One promising strategy for creating synthetic data, according to a study coauthored by Berkeley graduate student Charlie Snell and researchers from Google DeepMind, is using reasoning models like OpenAI’s o-1. These models use a technique called test-time compute in which the AI responds to a prompt by breaking it down into multiple tasks. Instead of spitting out an answer instantaneously, the model spends extra time “thinking” before generating an outcome. These higher-quality responses could be turned into a new training data set for the AI, which in theory, could improve its responses. 

Problem solved?

Not exactly. It’s “very hard to get it right,” according to Professor Klein. Synthetic data may also not fully capture the nuances of real-world data, which can skew the accuracy and reliability of the AI model. Artificially-generated data can also be biased towards a particular outcome if the data isn’t diverse. Cancer detection-AI trained primarily on images of lighter-skinned patients, for instance, could struggle to correctly identify melanomas on darker-skinned patients. 

At its worst, shoddy synthetic data could degrade AI performance. A study found that training AI on AI-generated data can produce lower-quality outputs, a phenomenon known as “model collapse.” As more LLM-generated content spills onto the web, future models may be increasingly trained on their own outputs, creating a recursive loop that could make model collapse unavoidable.

Creating new sources of data also comes at a cost. Training AI is already expensive and requires massive amounts of computing power, not to mention energy, water, and land. Synthetic data generation and test-time compute would inevitably add to that burden. 

What can we expect for the future?

Looking ahead, the skyrocketing costs of scaling LLMs could signal a shift towards developing smaller language models. Instead of training large models to be better at its general capabilities, smaller models can be trained to perform exceptionally well at specific tasks such as legal contract negotiation. 

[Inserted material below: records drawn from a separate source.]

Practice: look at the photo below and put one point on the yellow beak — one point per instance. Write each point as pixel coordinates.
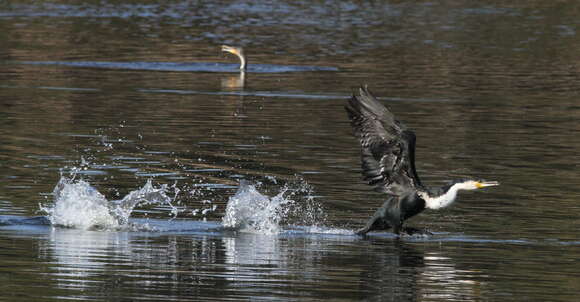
(483, 184)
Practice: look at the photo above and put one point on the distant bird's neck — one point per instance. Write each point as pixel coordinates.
(243, 62)
(440, 199)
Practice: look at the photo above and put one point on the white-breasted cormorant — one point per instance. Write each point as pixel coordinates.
(388, 164)
(239, 52)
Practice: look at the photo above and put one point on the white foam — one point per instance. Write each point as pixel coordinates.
(250, 211)
(78, 205)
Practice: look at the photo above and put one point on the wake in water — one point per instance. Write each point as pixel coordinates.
(250, 211)
(293, 209)
(78, 205)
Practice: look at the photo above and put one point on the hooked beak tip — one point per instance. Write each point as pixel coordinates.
(483, 184)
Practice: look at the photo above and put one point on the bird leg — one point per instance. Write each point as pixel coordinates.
(377, 222)
(414, 231)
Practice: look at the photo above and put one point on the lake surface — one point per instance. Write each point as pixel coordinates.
(138, 163)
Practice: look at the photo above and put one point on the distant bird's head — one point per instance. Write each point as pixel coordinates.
(239, 52)
(470, 184)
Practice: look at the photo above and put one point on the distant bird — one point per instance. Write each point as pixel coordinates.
(238, 51)
(388, 164)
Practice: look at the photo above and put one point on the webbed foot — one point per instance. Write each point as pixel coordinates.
(414, 231)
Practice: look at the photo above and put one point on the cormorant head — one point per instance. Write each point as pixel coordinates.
(238, 51)
(470, 184)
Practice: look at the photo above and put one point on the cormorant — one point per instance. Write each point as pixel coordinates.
(238, 51)
(388, 164)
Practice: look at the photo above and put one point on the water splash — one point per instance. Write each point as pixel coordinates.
(78, 205)
(250, 211)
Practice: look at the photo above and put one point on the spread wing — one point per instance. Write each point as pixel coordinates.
(387, 147)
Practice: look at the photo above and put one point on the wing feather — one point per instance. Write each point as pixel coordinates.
(387, 146)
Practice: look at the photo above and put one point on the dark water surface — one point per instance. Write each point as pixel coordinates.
(115, 94)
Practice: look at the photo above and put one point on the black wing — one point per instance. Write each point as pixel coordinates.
(387, 147)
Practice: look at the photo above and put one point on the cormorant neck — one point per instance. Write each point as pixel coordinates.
(441, 199)
(243, 62)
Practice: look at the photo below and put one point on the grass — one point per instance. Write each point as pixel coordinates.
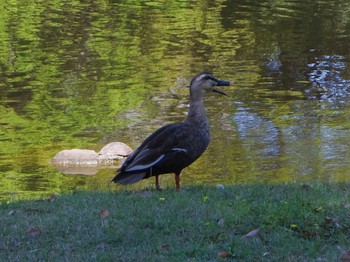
(238, 223)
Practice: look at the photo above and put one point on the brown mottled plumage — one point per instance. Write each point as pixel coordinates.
(174, 146)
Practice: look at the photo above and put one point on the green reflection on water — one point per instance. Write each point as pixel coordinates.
(81, 74)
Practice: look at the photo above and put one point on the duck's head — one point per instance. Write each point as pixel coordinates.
(206, 81)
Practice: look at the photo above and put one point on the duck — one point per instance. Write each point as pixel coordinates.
(174, 146)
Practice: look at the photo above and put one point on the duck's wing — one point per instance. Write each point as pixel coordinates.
(163, 144)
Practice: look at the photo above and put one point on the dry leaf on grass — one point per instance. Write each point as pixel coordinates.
(34, 231)
(221, 221)
(253, 233)
(51, 198)
(224, 254)
(104, 213)
(345, 256)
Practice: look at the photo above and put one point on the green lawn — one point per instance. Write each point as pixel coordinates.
(289, 222)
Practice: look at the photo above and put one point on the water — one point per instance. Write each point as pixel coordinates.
(81, 74)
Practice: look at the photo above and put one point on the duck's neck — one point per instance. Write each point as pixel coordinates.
(196, 113)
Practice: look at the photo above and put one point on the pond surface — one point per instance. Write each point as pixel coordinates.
(81, 74)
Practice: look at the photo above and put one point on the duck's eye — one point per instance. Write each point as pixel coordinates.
(207, 77)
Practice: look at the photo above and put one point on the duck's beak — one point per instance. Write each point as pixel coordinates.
(221, 83)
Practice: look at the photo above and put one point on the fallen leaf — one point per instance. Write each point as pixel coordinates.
(224, 254)
(51, 198)
(104, 213)
(221, 221)
(11, 212)
(305, 186)
(310, 234)
(166, 247)
(253, 233)
(345, 256)
(35, 231)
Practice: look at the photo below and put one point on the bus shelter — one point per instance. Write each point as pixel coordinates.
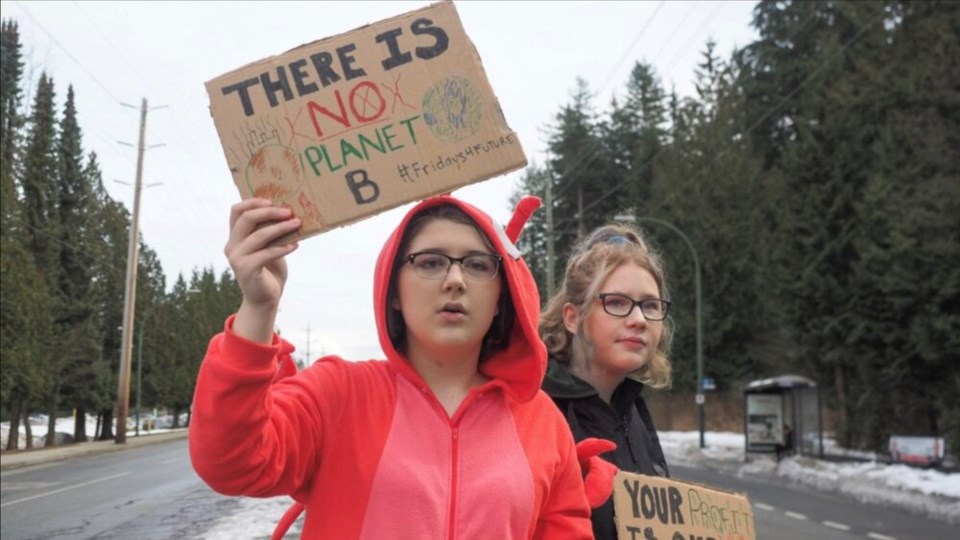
(782, 415)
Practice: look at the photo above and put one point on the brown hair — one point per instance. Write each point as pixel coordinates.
(590, 263)
(497, 337)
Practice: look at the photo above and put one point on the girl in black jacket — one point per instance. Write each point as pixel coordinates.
(607, 334)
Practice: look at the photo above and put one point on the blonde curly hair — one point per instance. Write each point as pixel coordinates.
(590, 264)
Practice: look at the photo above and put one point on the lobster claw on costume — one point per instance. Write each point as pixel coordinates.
(597, 472)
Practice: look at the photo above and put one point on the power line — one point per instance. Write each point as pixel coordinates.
(626, 53)
(65, 51)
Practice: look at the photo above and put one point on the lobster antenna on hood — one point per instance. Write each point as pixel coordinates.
(527, 205)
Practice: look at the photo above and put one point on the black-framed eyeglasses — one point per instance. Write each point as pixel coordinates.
(621, 305)
(433, 265)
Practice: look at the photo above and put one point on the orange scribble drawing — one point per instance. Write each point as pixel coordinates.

“My personal bet is we’re going to see a mixture of general models and specialist models that are much more focused,” Klein said. 

Berkeley alum Dr. A.K. Pradeep ’92 also predicts that the way forward will be using “swarms of small language models” with different types of knowledge and levels of expertise. Using multiple small models in tandem as opposed to one large model to complete tasks, Pradeep says, will allow for more diverse perspectives and creative problem-solving, mimicking how the human brain works with its “billions of connected neurons.”

If companies prioritize training smaller, more expert models, hitting the data wall may not be an issue. But for those aiming to achieve superintelligent AI, creativity will be necessary. Whether Big Tech can adapt—or if AI’s rapid ascent is about to hit a ceiling—remains to be seen.